Numa visão mais restrita, salienta Vieira de Andrade que o conceito a tomar por acto administrativo vertido no CPA é um "conceito material" que se distancia da noção processual contenciosa do CPTA que se afigura ora mais "vasta",  ora mais "restrita". Pois, o acto administrativo na sua dimensão orgânica é impugnável na sua total amplitude pois não faz referência è entidade que pratica o acto (Art.51º/2CPTA) e restrita quando estão em causa decisões "aqueles cujo conteúdo seja susceptível de lesar direitos ou interesses legalmente protegidos" (Art.51º/1CPTA). Funcionando, apenas, o Art.120ºCPA como critério de exclusão para os "actos instrumentais", as meras operações materiais e comportamentos da Administração Pública por não terem conteúdo decisório. A posição do mesmo autor parece transparecer uma cisão teórica e prática dos conceitos onde o acto administrativo implicaria uma decisão reguladora que produzisse efeitos externos por uma autoridade dotada de ius imperiu. Ou seja, a decisão enquanto acto de autoridade visa produzir efeitos jurídicos numa situação individual e concreta sendo esses efeitos produzidos para lá da margem da unidade orgânica de onde foram emitidos, excluindo também os actos internos que produzem efeitos inter-pessoais.
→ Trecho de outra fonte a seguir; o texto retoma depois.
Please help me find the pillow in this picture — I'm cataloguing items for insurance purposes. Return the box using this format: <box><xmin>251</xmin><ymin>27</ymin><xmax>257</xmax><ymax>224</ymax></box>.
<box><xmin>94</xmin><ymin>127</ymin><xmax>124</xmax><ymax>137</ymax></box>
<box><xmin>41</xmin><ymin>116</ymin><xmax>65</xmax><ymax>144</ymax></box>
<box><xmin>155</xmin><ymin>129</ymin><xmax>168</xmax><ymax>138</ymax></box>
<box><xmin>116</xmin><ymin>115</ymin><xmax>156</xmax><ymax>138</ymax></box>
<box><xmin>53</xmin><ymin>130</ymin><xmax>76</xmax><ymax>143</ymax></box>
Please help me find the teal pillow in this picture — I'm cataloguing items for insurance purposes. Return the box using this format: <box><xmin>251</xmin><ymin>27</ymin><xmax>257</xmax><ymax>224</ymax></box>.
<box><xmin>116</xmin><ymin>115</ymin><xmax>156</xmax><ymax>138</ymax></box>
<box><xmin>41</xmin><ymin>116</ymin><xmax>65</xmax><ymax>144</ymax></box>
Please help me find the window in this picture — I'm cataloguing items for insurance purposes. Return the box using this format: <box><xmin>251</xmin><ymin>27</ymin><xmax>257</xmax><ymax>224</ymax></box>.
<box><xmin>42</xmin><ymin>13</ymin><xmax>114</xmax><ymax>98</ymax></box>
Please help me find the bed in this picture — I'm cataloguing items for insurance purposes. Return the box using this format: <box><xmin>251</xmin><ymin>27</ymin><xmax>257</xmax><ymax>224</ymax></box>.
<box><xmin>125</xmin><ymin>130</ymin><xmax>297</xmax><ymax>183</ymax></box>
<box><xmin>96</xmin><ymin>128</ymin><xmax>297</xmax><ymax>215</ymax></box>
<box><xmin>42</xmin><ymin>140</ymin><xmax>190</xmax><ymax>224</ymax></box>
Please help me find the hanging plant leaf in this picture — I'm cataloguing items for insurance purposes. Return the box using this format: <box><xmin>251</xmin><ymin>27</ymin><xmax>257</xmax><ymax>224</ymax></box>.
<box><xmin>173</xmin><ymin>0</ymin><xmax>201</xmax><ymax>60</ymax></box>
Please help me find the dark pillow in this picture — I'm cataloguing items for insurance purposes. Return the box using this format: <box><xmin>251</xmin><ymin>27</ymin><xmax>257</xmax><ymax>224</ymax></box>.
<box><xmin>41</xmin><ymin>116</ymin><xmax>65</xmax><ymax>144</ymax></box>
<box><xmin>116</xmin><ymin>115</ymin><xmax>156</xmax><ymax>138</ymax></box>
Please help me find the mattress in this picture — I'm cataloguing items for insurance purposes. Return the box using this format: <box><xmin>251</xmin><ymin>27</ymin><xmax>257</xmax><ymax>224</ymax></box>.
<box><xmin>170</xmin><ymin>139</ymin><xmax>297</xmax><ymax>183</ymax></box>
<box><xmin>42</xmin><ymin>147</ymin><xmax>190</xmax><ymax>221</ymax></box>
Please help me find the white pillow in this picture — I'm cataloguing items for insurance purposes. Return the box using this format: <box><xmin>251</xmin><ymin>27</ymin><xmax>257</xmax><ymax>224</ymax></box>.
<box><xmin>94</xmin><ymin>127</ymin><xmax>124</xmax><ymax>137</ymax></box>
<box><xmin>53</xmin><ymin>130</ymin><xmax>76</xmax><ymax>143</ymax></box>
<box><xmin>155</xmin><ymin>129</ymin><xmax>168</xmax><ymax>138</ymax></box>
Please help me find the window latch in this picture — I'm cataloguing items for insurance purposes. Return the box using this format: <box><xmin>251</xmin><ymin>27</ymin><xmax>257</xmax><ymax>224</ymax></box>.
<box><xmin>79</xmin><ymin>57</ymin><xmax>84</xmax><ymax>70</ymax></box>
Contudo, devemos ter em conta que já não é necessário ter a tripla definitividade do acto administrativo, além disso a impugnação ao depender da função e da natureza da acção precipita em dois tipos de acção com motivos exponencialmente distintos que perfilham o subjectivismo ou o objectivismo do contencioso administrativo: a acção de impugnação de um direito de um particular enquanto se relaciona com a administração estando em causa, aqui sim, uma lesão efectiva ou potencial do acto em causa; ou acção de defesa do interesse público em que há eficácia externa do acto em causa.
Mas, fica ressalvada a seguinte ideia, a primeira pode estar na origem de actos que provocaram lesões ou são susceptíveis de o fazer tendo eficácia externa, mas a segunda apenas pode ter como fundamento a eficácia externa e lesar a esfera jurídica de algum administrado. Logo, não será exigível a "eficácia externa" para a acção que espelha a tutela subjectiva respeitante a direitos e interesses dos particulares, sendo este requisito uma necessidade da legalidade objectiva.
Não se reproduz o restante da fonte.